Male = 214 - (0.8 x age)
Female = 209 - (0.9 x age)
Once you find your age-predicted maximum heart rate by your gender, then you simply plug that number into the rest of the Karvonen formula to find your heart rate training zones.
But alas, even with the gender modifications to the formula, it's still not 100% accurate for everyone. To really find your accurate Max Heart Rate, you'd need to go to a sports science lab under a controlled setting for safety reasons. That can be expensive, so most opt for one of the formulas above and rely on a heart rate monitor to keep track of heart rate.

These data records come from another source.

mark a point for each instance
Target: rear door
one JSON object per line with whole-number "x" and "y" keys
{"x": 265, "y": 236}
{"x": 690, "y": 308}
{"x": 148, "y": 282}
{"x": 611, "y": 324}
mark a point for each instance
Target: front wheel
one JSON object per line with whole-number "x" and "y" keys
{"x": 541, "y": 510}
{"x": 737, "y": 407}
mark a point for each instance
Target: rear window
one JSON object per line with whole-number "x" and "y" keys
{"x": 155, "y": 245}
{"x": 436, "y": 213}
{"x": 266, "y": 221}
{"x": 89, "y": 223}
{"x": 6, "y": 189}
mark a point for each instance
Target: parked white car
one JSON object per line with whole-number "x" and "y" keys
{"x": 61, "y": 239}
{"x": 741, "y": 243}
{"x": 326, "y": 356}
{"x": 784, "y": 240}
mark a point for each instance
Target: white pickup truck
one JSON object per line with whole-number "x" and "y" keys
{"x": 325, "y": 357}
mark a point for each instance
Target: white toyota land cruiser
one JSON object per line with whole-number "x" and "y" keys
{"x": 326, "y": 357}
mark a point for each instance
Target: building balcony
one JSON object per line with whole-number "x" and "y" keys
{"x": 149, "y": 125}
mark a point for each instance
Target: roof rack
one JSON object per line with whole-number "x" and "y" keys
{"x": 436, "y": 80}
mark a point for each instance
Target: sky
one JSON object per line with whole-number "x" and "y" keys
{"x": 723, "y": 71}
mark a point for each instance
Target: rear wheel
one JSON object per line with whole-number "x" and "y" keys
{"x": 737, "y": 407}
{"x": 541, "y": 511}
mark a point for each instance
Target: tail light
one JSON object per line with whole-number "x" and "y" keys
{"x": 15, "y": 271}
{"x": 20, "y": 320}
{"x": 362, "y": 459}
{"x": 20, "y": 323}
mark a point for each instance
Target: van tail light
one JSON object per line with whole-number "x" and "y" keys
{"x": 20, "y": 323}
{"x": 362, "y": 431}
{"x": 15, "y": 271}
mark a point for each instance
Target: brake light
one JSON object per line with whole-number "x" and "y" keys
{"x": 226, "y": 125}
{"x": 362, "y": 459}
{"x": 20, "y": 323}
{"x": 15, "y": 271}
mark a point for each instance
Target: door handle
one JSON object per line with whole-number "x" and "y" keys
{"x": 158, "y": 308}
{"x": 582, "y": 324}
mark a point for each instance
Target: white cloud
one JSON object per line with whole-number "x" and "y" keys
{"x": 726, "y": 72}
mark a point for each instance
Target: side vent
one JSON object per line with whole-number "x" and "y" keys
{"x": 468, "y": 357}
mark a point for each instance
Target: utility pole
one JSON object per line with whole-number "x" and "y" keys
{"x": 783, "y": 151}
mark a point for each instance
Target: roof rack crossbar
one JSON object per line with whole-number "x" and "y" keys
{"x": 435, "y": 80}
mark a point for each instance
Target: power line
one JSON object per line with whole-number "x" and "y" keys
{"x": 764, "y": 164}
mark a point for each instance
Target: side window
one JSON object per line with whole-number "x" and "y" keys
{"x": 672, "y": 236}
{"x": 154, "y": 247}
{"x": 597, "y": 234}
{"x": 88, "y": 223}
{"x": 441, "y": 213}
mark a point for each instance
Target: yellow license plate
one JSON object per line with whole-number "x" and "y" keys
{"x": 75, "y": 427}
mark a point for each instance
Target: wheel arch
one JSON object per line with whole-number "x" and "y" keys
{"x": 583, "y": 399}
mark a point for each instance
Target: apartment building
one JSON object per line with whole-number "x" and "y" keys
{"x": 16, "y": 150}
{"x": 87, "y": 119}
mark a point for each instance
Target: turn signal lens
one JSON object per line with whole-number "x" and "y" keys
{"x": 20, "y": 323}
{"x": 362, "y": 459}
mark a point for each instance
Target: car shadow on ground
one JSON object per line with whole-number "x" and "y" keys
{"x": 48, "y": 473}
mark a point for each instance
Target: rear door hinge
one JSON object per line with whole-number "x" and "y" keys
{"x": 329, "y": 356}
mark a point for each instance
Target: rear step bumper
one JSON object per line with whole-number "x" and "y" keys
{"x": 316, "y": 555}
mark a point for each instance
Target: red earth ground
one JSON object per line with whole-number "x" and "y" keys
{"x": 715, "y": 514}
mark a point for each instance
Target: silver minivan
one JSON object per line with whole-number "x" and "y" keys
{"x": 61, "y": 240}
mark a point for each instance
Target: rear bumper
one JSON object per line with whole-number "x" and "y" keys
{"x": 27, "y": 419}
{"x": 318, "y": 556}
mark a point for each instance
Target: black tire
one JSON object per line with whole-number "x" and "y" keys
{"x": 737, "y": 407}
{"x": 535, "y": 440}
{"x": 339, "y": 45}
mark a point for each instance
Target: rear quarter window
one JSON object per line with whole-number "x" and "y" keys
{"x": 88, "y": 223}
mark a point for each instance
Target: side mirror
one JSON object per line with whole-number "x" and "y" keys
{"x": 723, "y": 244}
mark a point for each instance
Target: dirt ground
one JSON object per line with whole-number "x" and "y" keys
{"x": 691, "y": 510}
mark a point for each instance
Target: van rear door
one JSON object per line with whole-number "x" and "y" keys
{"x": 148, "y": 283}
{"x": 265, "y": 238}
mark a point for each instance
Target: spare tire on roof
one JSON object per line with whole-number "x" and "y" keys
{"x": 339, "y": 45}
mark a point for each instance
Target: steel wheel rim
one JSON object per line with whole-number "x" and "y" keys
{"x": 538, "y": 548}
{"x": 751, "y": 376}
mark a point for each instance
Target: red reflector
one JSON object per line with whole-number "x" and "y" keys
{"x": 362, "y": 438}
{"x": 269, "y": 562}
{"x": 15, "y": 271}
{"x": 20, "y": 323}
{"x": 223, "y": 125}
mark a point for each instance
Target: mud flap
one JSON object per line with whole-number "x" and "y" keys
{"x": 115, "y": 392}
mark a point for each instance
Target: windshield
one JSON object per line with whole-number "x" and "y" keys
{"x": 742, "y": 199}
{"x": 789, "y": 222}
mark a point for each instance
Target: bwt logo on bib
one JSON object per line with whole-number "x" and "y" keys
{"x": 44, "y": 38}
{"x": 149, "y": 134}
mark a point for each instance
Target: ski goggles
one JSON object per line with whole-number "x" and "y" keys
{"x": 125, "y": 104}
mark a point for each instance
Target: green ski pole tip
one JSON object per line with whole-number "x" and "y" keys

I personally am more of a "run by feel" kind of guy. That's what I like about Runner's World's break down of the training zones above. It also includes the perceived effort scale of 1-10 as well as the talk test. I tell my runners all the time that if they can carry on a multi-word sentence conversation during a tempo run, then they're not running hard enough. Also, I already wear two motivation wrist bands, a sports watch, a runner's necklace my kids gave me, and my Garmin GPS. The thought of something else on my wrist and a strap on my chest is just too much to bare. But to each his/her own.
Heart rate monitors are great tools for checking in with your training progress. If you have medical conditions that warrant keeping track of your heart rate, heart rate monitors can be invaluable. If you're healthy, however, just try not to depend on them 100% of the time. Learn to read your body tech-free too.